Decade analysis: That 70s list

The 70s still makes up more of the list than any other decade with 32% of entries and the rest of the list is divided up between all others.

The 60s and 70s lost more entries than any other decade, losing 33 and 32 entries respectively. The 1990s (+34) and 2010s (+33) seem to have filled most of those empty slots, mirroring the shift from Rock to Hip Hop/Electronic we noticed above.

The average rank of entries from the 50s and 60s fell by 67 positions. Releases from 1980 onward, on average, climbed the list with the 90s climbing highest (+53). Interestingly, the average rank of releases from the 70s was mostly unchanged.

Another interesting point: it looks like there's been a noteworthy reassessment of which albums are worthy of inclusion from each decade, with nearly 40% of entries turning over (i.e., removed entries / ((# of 2012 entries + # of 2020 entries) / 2).

The winners

While genre and decade analysis is useful for identifying big picture trends, I had a lot of fun seeing how particular artists and albums fared from one list to the next.

The Beatles still run the list with 10 entries.

D'Angelo's Voodoo jumped the most, 453 positions, and now occupies the 28 spot.

To Pimp a Butterfly by Kendrick Lamar is the highest ranked album that was not included on the 2012 list at #19.

The following artists all had 3 albums enter the 500: Kanye West, Kendrick Lamar, Fiona Apple, Blondie.

The losers

Back to Mono (1958-1969) by Phil Spector fell the furthest, down 462 slots, since the list was last published and now sits at #489.

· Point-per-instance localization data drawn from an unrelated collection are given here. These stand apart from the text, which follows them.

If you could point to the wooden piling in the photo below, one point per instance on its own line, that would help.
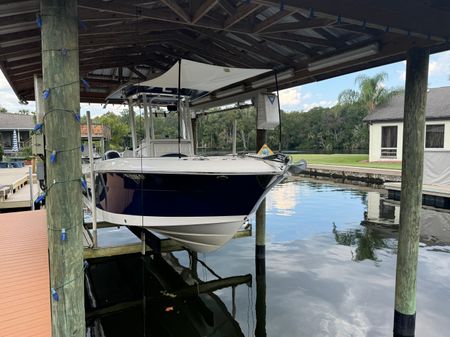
(260, 249)
(132, 117)
(61, 82)
(411, 193)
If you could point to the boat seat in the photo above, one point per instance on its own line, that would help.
(174, 155)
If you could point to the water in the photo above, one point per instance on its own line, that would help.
(330, 271)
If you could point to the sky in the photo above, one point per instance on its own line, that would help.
(302, 98)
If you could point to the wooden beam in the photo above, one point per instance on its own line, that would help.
(264, 50)
(411, 193)
(303, 39)
(63, 176)
(296, 26)
(417, 18)
(270, 21)
(173, 5)
(204, 8)
(241, 13)
(138, 73)
(228, 7)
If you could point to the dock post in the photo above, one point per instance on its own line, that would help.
(260, 249)
(92, 178)
(411, 193)
(194, 134)
(132, 117)
(260, 255)
(61, 83)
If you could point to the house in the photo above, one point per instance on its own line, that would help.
(386, 126)
(21, 124)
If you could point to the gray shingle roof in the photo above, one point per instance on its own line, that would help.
(438, 107)
(10, 121)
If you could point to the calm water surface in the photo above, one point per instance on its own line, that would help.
(330, 271)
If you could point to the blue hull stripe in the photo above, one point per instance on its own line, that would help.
(172, 195)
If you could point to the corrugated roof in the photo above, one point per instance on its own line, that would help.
(438, 107)
(10, 121)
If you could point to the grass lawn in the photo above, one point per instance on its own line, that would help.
(361, 160)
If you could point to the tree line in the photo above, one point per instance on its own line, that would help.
(320, 129)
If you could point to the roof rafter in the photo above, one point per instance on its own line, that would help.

The following artists all had 3 albums drop off the 500: The Police, U2, The Who, The Smiths, Bruce Springsteen, Elton John.

Final thoughts

While the 2020 list appears to better reflect the state of modern popular music and survey a more diverse electorate, the list still biases heavily toward 70s (dad) Rock, often at the expense of important genres that define American popular music, like Jazz and Blues. This is unsurprising coming from the Rolling Stone, whose heyday is defined by 70s Rock, but it's disappointing when you consider how diverse the spectrum of American music is and the worthy albums that didn't make the cut.

Approach

To compare and analyze the lists, I needed a clean, standardized set of data. To get this, I compiled the 2012 and 2020 versions of the list in Google Sheets and used Discogs to populate artist and album information.

If an album belonged to multiple genres, I used only the first returned by the Discogs API. This helped simplify the analysis and often the genre first returned appeared (to me) most appropriate. However, this decision meant certain genres went undercounted. For example, Pop entries are undercounted as Rock is typically the genre first returned for a release that belongs to both.

Sub-genres (i.e., styles), while more interesting and specific than genres, were too varied to provide useful trend insights.